O chamado ‘The Troubles’, acontecido no final dos anos 1960 na Irlanda do Norte, foi um episódio terrível, como o próprio nome já indica. E é esse momento triste da história do país que Kenneth Branagh resolveu retratar em seu Belfast, filme indicado ao Oscar 2022 em várias categorias, incluindo Melhor Filme, Melhor Diretor e Melhor Roteiro Original.
Sendo natural de Belfast e tendo vivido, em sua infância, o período em questão, Branagh construiu um pequeno microcosmo em sua obra, um lugar preto em branco no meio de todo um mundo colorido que o envolve. Em seu núcleo está uma família de classe trabalhadora que vive com dificuldade, mas é feliz.
A paz desse lugar é perturbada pela guerra civil entre católicos e protestantes, aqueles a favor da independência em relação à Grã-Bretanha e da integração com a República da Irlanda, ao sul, e estes a favor da preservação dos laços com os ingleses.
Sendo assim, é incrível assistir à forma delicada como Branagh conseguiu retratar esse período violento através dos olhos de uma criança – Buddy, interpretado por Jude Hill, em sua primeira e memorável atuação -, ao mesmo tempo em que estabelece o paradoxo vivido por muitas pessoas à época. Este seria o paradoxo da segurança, a segurança oferecida pelo único lugar no mundo que você realmente conhece, seu microcosmo preto e branco, e a segurança oferecida por um lugar ao qual você não pertence, mas é mais colorido por não estar assolado pela guerra.

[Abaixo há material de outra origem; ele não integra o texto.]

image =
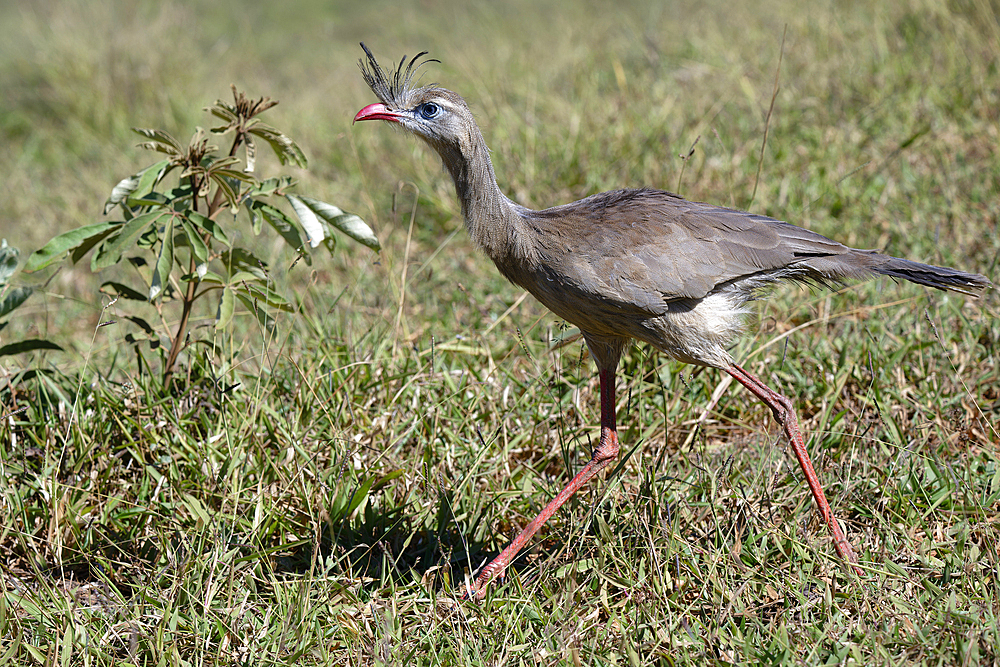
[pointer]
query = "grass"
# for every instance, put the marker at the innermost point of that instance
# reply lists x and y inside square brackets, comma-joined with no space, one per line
[394,434]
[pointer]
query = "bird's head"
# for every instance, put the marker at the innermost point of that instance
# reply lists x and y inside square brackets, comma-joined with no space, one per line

Branagh é genial em sua estória. Longe de ser somente mais um filme de fotografia deslumbrante e uma trilha sonora maravilhosa, Belfast, sem nenhuma pretensão, é sobre a família, a tolerância e a falta dela, a luta pela sobrevivência e finalmente, sobre como juntos somos mais fortes.
Essa é a história de uma família que vê o mundo através de seu microcosmo, que permeia cada momento de sua vida. Ele se revela quando Buddy e os seus veem televisão em casa e ela é pequena e preta e branca. Mas quando eles saem e entram no cinema, o mundo se abre numa perspectiva bem maior e passa a ser colorido, encantando-os e hipnotizando-os.
É difícil deixar a segurança do lar e abraçar o desconhecido, mesmo quando essa segurança é abalada e obriga a esse abraço. Por ser maior, o macrocosmo assusta, mesmo que esteja permeado de possibilidades e cores, o que não quer dizer que seja fácil.
E essa é a mágica do filme. Muito mais do que mais um trabalho na carreira de Branagh, é quase que um retrato de sua vida, a vida de um homem que saiu de seu microcosmo, mas que nunca o esqueceu, porque afinal, nossas origens são o que nos define e, por mais que você esteja longe, é sempre lá que você vai encontrar conforto e aquela tão buscada segurança. Cada um tem a sua Belfast. Qual é a sua?